La droga sta diventando la causa della maggior parte dei fatti di cronaca nera. Da Corinaldo, dove la banda dello spray che ha causato una strage in discoteca, per farsi coraggio, faceva uso di cocaina, fino alla bimba di 10 anni che, ricoverata al pronto soccorso, in Brianza, per strani sintomi d’irrequietezza, è risultata positiva alla cocaina.
La tendenza al consumo di droga è in aumento. Un sondaggio europeo registra, nell’ultimo anno, in Italia, l’aumento del 10% di decessi legati agli stupefacenti. E, stando alle informazioni di Palazzo Chigi, la droga muove 14,4 miliardi di euro, quasi un punto di Pil. Oltre alla cannabis e all’eroina, oggi si registra un autentico boom della cocaina, che rende esagitati e aggressivi ed è facile da procurarsi: per strada, all’uscita di scuola, nei bar, nei pub, nelle discoteche e persino sulla rete. Oggi, poi, i giovanissimi sono allettati dalle Nps (Nuove sostanze psicoattive), al secondo posto nel consumo: droghe create in laboratorio a partire da componenti non ancora indicizzati fra i principi attivi proibiti.

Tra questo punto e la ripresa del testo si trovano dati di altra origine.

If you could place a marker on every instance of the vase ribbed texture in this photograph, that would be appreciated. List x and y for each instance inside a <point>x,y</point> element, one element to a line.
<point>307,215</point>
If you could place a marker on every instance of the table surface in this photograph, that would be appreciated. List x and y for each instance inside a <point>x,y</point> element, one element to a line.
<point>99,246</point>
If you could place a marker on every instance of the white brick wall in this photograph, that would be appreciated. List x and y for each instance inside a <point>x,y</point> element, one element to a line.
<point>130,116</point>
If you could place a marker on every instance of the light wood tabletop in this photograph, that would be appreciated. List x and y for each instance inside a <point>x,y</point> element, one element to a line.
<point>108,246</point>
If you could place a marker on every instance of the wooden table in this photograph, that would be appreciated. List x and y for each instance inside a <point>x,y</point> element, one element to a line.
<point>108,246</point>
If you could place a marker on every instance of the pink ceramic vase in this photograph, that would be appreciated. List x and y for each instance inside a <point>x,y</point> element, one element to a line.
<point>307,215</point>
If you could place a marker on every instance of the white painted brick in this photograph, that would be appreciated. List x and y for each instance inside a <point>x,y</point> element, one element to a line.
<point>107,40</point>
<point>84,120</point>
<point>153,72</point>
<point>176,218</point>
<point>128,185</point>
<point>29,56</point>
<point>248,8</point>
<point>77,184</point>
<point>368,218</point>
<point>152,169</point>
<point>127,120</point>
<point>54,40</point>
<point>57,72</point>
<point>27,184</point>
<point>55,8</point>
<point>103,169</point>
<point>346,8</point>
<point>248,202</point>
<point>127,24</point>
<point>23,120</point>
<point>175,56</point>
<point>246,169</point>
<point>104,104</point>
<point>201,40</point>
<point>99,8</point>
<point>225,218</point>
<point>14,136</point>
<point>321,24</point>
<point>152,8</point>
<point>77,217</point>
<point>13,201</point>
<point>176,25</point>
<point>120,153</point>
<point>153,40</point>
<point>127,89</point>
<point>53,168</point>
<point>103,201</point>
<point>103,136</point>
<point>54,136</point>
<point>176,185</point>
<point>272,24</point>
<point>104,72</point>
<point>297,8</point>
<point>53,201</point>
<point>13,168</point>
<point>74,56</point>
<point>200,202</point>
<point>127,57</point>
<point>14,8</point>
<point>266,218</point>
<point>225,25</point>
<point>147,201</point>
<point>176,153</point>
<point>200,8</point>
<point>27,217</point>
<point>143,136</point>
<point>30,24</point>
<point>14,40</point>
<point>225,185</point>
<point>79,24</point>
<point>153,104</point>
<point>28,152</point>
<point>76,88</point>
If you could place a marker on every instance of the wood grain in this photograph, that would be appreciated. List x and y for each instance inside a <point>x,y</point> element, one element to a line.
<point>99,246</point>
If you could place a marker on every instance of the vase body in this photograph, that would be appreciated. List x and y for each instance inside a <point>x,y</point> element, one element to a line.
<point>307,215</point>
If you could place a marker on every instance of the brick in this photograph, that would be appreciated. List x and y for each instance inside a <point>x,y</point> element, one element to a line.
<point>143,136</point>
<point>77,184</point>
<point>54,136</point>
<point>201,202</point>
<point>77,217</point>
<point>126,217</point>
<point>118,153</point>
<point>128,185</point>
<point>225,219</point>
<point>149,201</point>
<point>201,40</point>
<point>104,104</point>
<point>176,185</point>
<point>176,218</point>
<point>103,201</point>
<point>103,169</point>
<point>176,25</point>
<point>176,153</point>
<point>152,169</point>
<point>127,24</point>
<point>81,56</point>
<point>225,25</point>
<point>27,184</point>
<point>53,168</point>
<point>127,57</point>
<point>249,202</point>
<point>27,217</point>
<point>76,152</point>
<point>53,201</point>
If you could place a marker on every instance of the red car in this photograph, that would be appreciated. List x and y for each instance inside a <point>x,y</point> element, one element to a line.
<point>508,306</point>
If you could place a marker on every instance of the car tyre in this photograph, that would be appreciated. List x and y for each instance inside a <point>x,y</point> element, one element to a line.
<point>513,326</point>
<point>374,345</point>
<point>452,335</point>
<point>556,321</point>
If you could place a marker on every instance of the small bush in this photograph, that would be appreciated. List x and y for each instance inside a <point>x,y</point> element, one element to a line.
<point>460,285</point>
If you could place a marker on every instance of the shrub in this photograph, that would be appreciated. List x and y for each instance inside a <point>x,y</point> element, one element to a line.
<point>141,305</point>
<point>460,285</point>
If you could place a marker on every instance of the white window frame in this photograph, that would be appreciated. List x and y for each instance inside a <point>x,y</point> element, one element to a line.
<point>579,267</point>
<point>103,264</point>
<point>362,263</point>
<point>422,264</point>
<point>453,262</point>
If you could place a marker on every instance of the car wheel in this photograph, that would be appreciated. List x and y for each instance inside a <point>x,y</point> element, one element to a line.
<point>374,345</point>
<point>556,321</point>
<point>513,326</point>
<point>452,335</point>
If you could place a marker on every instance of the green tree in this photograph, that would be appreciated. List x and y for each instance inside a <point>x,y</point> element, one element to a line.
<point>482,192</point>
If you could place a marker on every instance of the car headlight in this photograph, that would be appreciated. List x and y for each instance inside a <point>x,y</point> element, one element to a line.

C’è un fattore culturale che spinge all’uso di queste sostanze. La presenza, in un certo universo giovanile, di una componente nichilista, l’assenza di progettualità, la mancanza di intenzione “prestazionale”. Ma anche la quasi inesistenza di adulti disposti a valutare le capacità e i meriti dei giovani che hanno di fronte. «Quando sono molto fragili e non hanno supporti da famigliari o amici», nota il filosofo Stefano Zecchi, «i nostri giovani spesso finiscono in questa deriva nichilistica. Della serie: “Io non so che farmene della mia vita”. Cedono così all’idea che il tutto e il niente sono la stessa cosa. Una malattia molto giovanile».
LUCIANO VERDONE
La deriva nichilista in cui finiscono alcuni giovani è un fenomeno che deve interrogarci. La soluzione all’abuso di sostanze stupefacenti non può limitarsi alla proibizione o a una stretta legislativa. Quello che più conta sono la cultura, i valori, il senso della vita che trasmettiamo ai nostri figli e nipoti. Se ciò che conta è solo possedere e apparire, consumare e divertirsi, se il messaggio che comunichiamo è che nella vita bisogna essere più furbi degli altri, approfittatori, se dilaga una mentalità basata sulla corruzione e sull’imbroglio e non sul merito e sull’impegno, è chiaro che i giovani, che in fondo all’animo sono generosi e “puri”, si lasciano andare a ogni forma di sballo. Dove, appunto, «il tutto e il niente sono la stessa cosa».
Senza dimenticare la forza perversa di ogni stupefacente: crea sempre più dipendenza, fa entrare in una spirale in cui ogni volta c’è bisogno di una dose maggiore per ottenere lo stesso effetto. È quello che la Bibbia denuncia come culto degli idoli: chi abbandona Dio per servirli o avere da loro dei benefici, finisce col diventarne schiavo.
Penso che almeno noi cristiani, dando l’esempio di una vita buona, basata sull’amore che il Vangelo ci insegna, e fondata sulla fede intesa come abbandono fiducioso al Signore, dovremmo testimoniare che la vita ha un senso, è un dono, vale la pena viverla in pienezza non chiudendosi nell’egoismo, ma aprendoci alla solidarietà, al servizio, all’onestà.